The negotiations are yet to be finalised, both parties noted on the weekend, with tax concessions a possible sticking point.
BNL is challenging both the SML refusal and PNG's decision to award an SML to state-owned Kumul Minerals Holdings in August; and has separately sought a resolution through the World Bank's International Centre for Settlement of Investment Disputes.
Bristow flew to Port Moresby last week to discuss the terms of reopening the mine with prime minister James Marape and Enga provincial governor Sir Peter Ipatas.
"We have agreed in principle that Papua New Guinea will take a major share of equity under the new arrangements and BNL will retain operatorship and there will be a fair sharing of the economic benefits," Marape said in a joint statement following Thursday's meeting.
"I am certain that my team will be able to work with the PNG state negotiation team, led by SNT Chairman Ambassador Isaac Lupari, in finalising full commercial details," Bristow said.
Both parties then issued separate comments over the weekend.
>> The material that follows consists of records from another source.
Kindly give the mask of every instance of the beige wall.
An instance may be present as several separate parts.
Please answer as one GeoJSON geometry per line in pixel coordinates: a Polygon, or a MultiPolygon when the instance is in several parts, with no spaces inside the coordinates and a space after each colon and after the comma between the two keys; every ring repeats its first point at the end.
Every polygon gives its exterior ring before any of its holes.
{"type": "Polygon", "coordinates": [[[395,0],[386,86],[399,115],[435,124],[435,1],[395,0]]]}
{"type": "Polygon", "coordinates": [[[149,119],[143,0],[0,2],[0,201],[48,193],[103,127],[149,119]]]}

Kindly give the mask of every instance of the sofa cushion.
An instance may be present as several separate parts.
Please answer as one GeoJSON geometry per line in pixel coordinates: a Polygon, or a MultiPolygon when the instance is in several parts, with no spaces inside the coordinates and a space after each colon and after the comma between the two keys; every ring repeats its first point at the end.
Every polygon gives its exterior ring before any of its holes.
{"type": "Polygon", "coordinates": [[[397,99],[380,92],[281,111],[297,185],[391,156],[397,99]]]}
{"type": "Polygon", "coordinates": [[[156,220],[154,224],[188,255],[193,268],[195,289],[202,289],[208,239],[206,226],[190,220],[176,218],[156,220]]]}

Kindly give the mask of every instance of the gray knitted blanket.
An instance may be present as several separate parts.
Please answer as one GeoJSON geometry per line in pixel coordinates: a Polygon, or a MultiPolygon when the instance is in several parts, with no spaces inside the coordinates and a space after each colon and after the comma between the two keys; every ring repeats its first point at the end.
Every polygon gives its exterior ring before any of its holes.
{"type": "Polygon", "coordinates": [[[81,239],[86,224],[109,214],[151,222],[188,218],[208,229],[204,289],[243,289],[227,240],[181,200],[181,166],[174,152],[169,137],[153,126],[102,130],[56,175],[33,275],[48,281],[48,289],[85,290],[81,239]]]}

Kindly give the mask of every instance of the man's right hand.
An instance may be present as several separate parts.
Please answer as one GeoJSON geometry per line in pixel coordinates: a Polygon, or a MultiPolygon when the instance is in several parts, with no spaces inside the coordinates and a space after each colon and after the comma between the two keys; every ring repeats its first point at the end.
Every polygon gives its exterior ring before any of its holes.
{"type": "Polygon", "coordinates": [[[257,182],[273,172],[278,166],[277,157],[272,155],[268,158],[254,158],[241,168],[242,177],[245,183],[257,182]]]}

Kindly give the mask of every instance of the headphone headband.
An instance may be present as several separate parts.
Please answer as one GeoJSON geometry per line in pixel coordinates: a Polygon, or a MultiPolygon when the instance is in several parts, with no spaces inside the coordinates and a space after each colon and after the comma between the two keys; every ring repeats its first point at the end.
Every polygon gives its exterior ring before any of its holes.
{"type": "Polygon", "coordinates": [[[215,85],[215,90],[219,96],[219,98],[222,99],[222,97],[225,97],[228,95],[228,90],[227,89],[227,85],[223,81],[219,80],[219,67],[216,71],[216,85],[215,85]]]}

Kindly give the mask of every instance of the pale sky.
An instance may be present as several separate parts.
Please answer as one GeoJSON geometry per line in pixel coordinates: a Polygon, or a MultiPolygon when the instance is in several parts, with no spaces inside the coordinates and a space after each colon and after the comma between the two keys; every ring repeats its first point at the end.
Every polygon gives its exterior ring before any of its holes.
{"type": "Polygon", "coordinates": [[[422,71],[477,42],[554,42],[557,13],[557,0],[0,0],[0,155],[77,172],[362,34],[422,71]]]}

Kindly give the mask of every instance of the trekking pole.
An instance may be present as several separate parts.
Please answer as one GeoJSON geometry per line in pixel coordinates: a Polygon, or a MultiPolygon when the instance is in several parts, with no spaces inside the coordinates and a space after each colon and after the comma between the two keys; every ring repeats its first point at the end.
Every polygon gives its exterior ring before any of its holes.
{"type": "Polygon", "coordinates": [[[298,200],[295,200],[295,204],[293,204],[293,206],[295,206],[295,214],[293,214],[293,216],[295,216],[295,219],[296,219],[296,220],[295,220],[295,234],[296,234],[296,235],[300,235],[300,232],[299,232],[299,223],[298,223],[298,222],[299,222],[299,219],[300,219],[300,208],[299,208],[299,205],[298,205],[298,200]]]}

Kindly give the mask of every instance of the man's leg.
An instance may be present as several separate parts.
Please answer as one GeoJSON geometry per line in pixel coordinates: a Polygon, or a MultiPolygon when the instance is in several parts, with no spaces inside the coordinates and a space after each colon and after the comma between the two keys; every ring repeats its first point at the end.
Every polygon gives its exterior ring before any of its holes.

Marape said on Facebook he appreciated Bristow and his team "who came to negotiate hard for their company but also responded well to all our core issues I could not compromise".
He said "subject to final touch ups" he had not compromised on principles including the SML remaining under Kumul, PNG would make no concessions on taxes, all outstanding legacies were not conceded and Barrick was "to phase out at an agreed time".
However, BNL said on Saturday its position was that "all economic levers, including taxes, must be open to consideration to achieve a fair and equitable split of economic benefits".
It also maintained that SML 1 was the appropriate tenement because it possessed the 14 associated tenements for the mine to operate, a mining development contract and other permits, while SML 11 purportedly granted to Kumul had none of the above approvals, which could take years to obtain, and was "having its legitimacy challenged in the PNG courts by both BNL and landowners".
It also said the two sides had agreed any legacy issues would be limited to transgressions against law, contract or permit and disputes would be resolved under historical agreements.
Porgera is owned 47.5% by both Barrick and Zijin Mining, and 5% by the Enga provincial government and landowners.
Before withdrawing guidance, Barrick had expected its share of Porgera production to be between 240,000-270,000 ounces of gold this year.
The mine had "tier one potential but faces many challenges in the form of legacy issues and an unruly neighbourhood," Bristow had said in Barrick's 10-year production plan released earlier this year.